Depletion Imaging of Rydberg atoms in cold atomic gases
M. Ferreira-Cao, V. Gavryusev, T. Franz, R. Ferracini Alves, A. Signoles, G. Zürn, M. Weidemüller
TL;DR
This work introduces depletion imaging as a fully optical, non-destructive method to map the integrated 2D density of ultracold Rydberg atoms by comparing ground-state absorption with and without pre-excitation. Using a two-photon excitation to a Rydberg state in a cold rubidium gas, the authors reconstruct the local Rydberg fraction and observe rapid center-region saturation due to Rydberg blockade, while the tails evolve more slowly. A Monte Carlo master-equation approach incorporating blockade effects quantitatively reproduces the observed dynamics and extracts spatially varying effective Rabi frequencies, enabling a 3D reconstruction of the Rydberg distribution to seed many-body spin simulations.
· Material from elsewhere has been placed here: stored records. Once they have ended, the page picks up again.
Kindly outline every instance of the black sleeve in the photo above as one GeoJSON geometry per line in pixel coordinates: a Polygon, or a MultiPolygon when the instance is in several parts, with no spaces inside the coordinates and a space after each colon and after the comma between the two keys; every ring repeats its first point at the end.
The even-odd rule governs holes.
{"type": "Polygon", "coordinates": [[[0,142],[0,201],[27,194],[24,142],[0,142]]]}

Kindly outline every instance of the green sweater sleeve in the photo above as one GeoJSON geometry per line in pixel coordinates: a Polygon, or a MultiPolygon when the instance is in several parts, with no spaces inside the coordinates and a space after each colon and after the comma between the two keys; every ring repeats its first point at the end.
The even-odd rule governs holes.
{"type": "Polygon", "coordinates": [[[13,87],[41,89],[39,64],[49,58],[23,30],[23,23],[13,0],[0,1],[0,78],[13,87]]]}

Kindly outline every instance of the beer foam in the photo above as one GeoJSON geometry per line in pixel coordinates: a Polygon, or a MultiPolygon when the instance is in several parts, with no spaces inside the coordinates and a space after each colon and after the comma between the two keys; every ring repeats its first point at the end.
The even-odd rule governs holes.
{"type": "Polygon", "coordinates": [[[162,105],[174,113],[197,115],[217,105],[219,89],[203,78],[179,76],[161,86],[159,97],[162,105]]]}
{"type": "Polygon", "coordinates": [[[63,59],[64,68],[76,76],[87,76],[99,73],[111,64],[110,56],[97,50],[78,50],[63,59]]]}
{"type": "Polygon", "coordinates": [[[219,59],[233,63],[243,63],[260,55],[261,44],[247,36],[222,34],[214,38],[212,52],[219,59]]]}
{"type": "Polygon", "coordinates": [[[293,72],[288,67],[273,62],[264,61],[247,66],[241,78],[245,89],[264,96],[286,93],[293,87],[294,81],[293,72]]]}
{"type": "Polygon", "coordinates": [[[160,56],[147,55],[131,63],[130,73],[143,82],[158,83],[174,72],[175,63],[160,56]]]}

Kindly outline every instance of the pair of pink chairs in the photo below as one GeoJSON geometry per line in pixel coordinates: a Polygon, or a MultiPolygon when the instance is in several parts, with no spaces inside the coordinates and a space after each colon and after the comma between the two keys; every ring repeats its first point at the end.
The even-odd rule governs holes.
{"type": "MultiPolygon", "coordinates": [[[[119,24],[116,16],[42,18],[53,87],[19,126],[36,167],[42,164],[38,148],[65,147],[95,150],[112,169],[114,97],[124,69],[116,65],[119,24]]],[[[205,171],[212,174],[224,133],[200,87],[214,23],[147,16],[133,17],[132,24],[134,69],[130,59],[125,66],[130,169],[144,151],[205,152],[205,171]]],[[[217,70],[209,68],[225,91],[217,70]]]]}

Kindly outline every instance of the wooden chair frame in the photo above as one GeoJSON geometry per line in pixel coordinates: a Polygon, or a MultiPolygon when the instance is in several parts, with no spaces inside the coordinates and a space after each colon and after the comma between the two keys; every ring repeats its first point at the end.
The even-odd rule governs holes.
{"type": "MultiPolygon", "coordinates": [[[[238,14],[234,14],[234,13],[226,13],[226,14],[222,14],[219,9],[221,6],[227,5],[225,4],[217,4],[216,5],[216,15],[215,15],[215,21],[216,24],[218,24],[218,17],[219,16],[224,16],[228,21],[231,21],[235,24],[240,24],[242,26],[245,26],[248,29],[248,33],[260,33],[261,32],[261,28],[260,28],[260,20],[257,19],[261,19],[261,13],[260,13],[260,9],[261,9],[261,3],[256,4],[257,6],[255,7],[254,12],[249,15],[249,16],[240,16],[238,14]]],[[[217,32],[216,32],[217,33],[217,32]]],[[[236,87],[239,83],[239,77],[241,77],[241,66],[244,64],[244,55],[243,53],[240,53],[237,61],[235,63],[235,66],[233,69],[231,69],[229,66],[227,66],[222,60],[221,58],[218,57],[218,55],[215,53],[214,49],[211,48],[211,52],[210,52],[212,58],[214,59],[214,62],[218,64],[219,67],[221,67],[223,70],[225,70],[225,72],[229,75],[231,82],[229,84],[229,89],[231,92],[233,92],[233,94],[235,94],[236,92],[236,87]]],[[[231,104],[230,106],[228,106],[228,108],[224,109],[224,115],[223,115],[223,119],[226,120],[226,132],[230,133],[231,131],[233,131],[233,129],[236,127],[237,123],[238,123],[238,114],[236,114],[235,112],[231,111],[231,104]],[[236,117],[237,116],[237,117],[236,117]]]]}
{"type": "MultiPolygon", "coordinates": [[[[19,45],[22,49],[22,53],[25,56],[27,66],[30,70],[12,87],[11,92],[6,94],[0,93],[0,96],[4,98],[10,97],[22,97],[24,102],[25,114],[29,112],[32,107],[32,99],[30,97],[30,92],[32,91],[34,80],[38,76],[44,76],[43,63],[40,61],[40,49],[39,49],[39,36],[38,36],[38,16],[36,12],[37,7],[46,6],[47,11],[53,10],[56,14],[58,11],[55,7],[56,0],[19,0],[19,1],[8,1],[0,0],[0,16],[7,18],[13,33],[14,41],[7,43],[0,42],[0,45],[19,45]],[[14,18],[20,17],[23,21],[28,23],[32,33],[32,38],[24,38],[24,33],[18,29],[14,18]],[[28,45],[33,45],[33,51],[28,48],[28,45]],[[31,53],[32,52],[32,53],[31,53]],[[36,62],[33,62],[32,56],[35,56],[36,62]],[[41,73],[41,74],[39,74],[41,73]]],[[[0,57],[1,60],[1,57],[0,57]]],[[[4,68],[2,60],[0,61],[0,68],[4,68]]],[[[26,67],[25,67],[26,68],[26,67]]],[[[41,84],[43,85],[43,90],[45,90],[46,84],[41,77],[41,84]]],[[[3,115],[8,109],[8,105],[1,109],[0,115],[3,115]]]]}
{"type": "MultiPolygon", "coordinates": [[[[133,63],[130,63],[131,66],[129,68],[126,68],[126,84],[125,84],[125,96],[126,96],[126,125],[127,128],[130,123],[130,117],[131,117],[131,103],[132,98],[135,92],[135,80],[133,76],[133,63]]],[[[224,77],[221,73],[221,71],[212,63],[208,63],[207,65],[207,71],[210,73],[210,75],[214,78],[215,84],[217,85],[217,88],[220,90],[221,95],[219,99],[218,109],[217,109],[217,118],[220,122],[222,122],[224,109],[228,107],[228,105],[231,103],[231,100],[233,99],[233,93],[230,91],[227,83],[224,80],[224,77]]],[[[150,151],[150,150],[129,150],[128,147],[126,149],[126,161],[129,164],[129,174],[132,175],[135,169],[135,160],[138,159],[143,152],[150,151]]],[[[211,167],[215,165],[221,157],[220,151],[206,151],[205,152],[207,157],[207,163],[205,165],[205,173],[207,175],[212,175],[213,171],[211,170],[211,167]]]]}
The technique provides a robust diagnostic for local Rydberg dynamics and can be extended to three-dimensional tomography, aiding investigations of Ising-like and Heisenberg spin dynamics in higher dimensions.
Abstract
We present a depletion imaging technique to map out the spatial and temporal dependency of the density distribution of an ultracold gas of Rydberg atoms. Locally resolved absorption depletion, observed through differential ground state absorption imaging of a $^{87}\text{Rb}$ cloud in presence and absence of pre-excited Rydberg atoms, reveals their projected two-dimensional distribution. By employing a closed two-level optical transition uncoupled from the Rydberg state, the highly excited atoms are preserved during imaging. We measure the excitation dynamics of the $\vert48S\rangle$ state of $^{87}\text{Rb}$, observing a saturation of the two-dimensional Rydberg density. Such outcome can be explained by the Rydberg blockade effect which prevents resonant excitation of close-by Rydberg atoms due to strong dipolar interactions. By combining the superatom description, where atoms within a blockade radius are represented as collective excitations, with a Monte Carlo sampling, we can quantitatively model the observed excitation dynamics and infer the full three-dimensional distribution of Rydberg atoms, that can serve as a starting point for quantum simulation of many-body dynamics involving Rydberg spin systems.